Frankie Thomas: Bereaved parents call for action on harmful content

The parents of a teenager who took her own life after viewing harmful online content while at school have said what happened was a "catastrophic failure".

Frankie Thomas, 15, died at home in Witley, Surrey, in September 2018, after viewing self-harm material.

In a report sent to the Education Secretary, a coroner said action must be taken to prevent future deaths.

Judy and Andy Thomas said: "Frankie was not safe at school... There must not be any complacency."

The government said schools had a legal duty to keep pupils safe and "groundbreaking" new laws would make sure tech companies prevent children from accessing harmful material.

'Extremely dangerous'

At the conclusion of an inquest into Frankie's death in October, Surrey Assistant Coroner Karen Henderson recorded a suicide verdict.

The inquest was told Frankie, who had autism, had access to a laptop and iPad at Stepping Stones School in Hindhead, and that her mother had asked staff to monitor her activity.

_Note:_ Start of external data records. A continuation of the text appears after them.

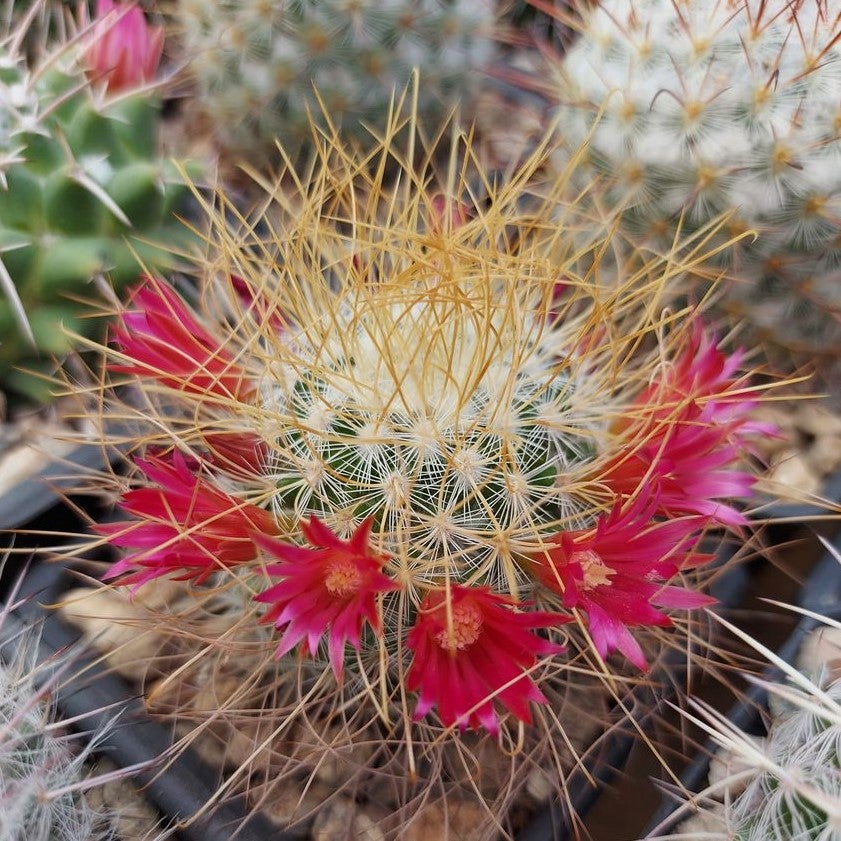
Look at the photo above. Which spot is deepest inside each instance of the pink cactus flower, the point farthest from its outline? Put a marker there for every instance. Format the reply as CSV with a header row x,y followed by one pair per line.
x,y
187,527
125,50
471,649
163,340
331,589
617,573
692,427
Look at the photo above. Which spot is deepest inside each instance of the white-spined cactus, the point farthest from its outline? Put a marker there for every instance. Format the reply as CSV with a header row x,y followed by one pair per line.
x,y
258,65
42,770
714,106
83,187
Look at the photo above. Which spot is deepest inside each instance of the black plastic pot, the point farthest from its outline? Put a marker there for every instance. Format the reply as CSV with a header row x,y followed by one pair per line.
x,y
39,493
182,787
179,788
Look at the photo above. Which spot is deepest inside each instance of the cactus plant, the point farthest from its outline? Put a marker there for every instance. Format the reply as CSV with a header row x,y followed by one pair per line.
x,y
42,769
258,65
84,191
386,432
704,108
798,795
785,785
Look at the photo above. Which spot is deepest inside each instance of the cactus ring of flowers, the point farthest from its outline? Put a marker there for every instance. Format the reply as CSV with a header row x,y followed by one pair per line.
x,y
425,445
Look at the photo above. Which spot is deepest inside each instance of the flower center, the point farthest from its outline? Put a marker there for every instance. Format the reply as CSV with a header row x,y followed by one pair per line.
x,y
465,629
595,570
343,578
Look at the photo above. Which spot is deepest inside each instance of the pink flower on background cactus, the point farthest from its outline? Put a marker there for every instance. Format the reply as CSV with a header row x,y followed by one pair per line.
x,y
161,339
331,589
471,649
125,50
692,423
187,528
617,573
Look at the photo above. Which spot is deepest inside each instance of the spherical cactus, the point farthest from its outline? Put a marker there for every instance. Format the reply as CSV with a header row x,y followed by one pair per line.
x,y
401,452
83,192
262,68
704,108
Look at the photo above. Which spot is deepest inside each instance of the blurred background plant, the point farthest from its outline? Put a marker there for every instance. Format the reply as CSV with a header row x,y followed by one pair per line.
x,y
44,773
262,71
85,190
697,109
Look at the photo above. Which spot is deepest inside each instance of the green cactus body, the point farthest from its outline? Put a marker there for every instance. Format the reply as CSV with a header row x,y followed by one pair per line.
x,y
713,106
403,444
81,191
794,796
258,65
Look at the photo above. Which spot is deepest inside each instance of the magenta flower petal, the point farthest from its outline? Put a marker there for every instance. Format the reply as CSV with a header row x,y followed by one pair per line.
x,y
616,573
186,527
688,430
124,49
331,589
163,340
471,649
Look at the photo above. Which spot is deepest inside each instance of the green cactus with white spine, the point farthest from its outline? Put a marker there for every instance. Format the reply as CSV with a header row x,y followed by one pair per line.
x,y
42,770
83,191
715,106
793,797
258,65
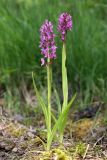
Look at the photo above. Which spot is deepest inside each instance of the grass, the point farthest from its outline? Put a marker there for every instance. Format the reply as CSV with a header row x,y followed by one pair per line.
x,y
20,21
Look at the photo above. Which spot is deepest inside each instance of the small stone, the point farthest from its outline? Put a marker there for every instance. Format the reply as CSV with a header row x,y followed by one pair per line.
x,y
14,149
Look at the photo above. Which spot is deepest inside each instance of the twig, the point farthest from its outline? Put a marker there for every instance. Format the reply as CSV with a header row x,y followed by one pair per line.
x,y
86,151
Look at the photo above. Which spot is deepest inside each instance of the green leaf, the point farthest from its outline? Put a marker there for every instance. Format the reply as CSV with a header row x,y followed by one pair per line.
x,y
64,78
40,100
57,101
60,123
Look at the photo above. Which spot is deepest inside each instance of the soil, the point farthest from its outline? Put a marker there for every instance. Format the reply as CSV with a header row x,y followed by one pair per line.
x,y
85,138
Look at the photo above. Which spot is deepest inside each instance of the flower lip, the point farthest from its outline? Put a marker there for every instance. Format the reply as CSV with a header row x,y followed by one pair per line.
x,y
64,24
47,42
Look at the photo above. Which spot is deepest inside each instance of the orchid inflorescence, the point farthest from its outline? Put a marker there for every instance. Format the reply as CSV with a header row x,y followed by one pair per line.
x,y
48,50
47,42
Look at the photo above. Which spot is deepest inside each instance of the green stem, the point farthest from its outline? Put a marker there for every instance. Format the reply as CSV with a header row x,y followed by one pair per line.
x,y
49,79
64,77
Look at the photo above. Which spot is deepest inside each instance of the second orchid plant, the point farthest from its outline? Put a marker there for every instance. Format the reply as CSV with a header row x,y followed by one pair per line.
x,y
48,50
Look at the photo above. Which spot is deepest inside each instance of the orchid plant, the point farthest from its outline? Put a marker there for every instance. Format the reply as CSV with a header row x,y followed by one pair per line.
x,y
48,50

During the inquest, former head teacher Melissa Farnham said a filter provided by an external IT company could not have been working.

Frankie had used a platform called Wattpad, where users can write and share stories. The last piece she read mirrored the method she used to take her own life.

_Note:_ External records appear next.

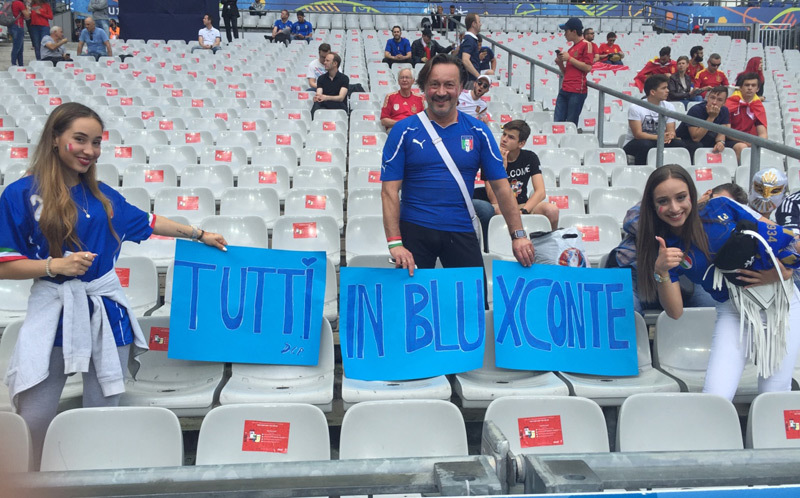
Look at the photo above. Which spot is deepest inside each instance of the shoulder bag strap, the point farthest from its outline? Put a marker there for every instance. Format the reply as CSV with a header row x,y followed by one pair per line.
x,y
448,160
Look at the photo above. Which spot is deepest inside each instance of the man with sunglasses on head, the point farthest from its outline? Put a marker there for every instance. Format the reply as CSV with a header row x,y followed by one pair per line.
x,y
96,41
711,76
470,101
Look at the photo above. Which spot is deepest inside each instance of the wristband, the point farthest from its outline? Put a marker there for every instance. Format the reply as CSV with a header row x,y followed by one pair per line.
x,y
47,267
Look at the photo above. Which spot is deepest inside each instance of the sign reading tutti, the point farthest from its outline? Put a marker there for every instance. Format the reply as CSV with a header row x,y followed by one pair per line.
x,y
396,327
246,305
557,318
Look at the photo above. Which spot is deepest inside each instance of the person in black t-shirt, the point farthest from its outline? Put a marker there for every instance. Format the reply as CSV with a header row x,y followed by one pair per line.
x,y
521,166
332,86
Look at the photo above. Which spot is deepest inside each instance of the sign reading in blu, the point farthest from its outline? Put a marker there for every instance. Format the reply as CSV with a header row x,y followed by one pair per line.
x,y
246,305
396,327
558,318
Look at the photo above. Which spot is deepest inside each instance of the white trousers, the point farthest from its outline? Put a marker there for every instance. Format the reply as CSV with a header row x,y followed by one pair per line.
x,y
727,359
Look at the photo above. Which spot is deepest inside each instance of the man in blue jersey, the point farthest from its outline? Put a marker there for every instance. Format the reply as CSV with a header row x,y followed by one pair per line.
x,y
432,220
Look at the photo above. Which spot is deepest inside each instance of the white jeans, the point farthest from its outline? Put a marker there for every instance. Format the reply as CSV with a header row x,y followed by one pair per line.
x,y
727,359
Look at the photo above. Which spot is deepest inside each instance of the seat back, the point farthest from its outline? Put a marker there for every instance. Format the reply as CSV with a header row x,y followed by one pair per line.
x,y
251,433
550,424
774,421
417,428
91,438
678,422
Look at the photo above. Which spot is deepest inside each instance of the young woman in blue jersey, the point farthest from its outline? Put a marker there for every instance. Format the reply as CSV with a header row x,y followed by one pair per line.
x,y
62,227
675,237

In a statement in October, Stepping Stones said it was devastated by Frankie's death and had been "proactive in implementing new and highly robust e-safety measures".

The coroner criticised Frankie's school, the Department for Education and the online platform Wattpad in her ruling

In her report, Ms Henderson said schools were using a wide range of software with "inadequate regulatory oversight and outdated guidance".

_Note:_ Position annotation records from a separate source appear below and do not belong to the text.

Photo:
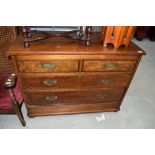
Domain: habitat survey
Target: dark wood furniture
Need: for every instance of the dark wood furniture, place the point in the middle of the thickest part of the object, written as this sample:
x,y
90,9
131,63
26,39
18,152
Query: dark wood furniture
x,y
59,76
117,35
10,96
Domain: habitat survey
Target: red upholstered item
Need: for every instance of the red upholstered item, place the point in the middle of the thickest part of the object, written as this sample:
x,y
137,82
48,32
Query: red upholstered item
x,y
5,101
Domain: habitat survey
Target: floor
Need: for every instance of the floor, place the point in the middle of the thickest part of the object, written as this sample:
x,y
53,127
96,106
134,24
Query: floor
x,y
137,110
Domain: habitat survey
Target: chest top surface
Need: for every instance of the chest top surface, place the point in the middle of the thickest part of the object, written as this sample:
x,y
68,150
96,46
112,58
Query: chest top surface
x,y
66,46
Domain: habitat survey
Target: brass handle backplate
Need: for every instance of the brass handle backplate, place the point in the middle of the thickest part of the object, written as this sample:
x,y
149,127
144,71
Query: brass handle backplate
x,y
48,66
101,96
110,66
106,81
50,82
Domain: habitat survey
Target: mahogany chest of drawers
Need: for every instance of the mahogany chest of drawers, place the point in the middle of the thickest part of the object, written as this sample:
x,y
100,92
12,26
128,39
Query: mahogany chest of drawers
x,y
63,77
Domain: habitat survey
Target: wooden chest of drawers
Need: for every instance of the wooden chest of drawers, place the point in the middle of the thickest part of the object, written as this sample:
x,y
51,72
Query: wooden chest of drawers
x,y
68,77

She said that "action should be taken to prevent future deaths".

Mr and Mrs Thomas said: "Frankie was not safe at school. The internet can be an extremely dangerous place, particularly for those with special educational needs like Frankie and what happened to her was a catastrophic failure.

"There must not be any complacency."

A spokesperson from the Education department said: "This tragic case highlights the vital importance of protecting children, particularly the most vulnerable, from harmful content online.

"Schools have a legal duty to keep pupils safe and our statutory safeguarding guidance sets out in detail how we expect them to protect pupils from potentially harmful online material.

"This government's Online Safety Bill will deliver groundbreaking new laws which make sure tech companies prevent children from accessing self-harm and suicide content which risks causing them harm."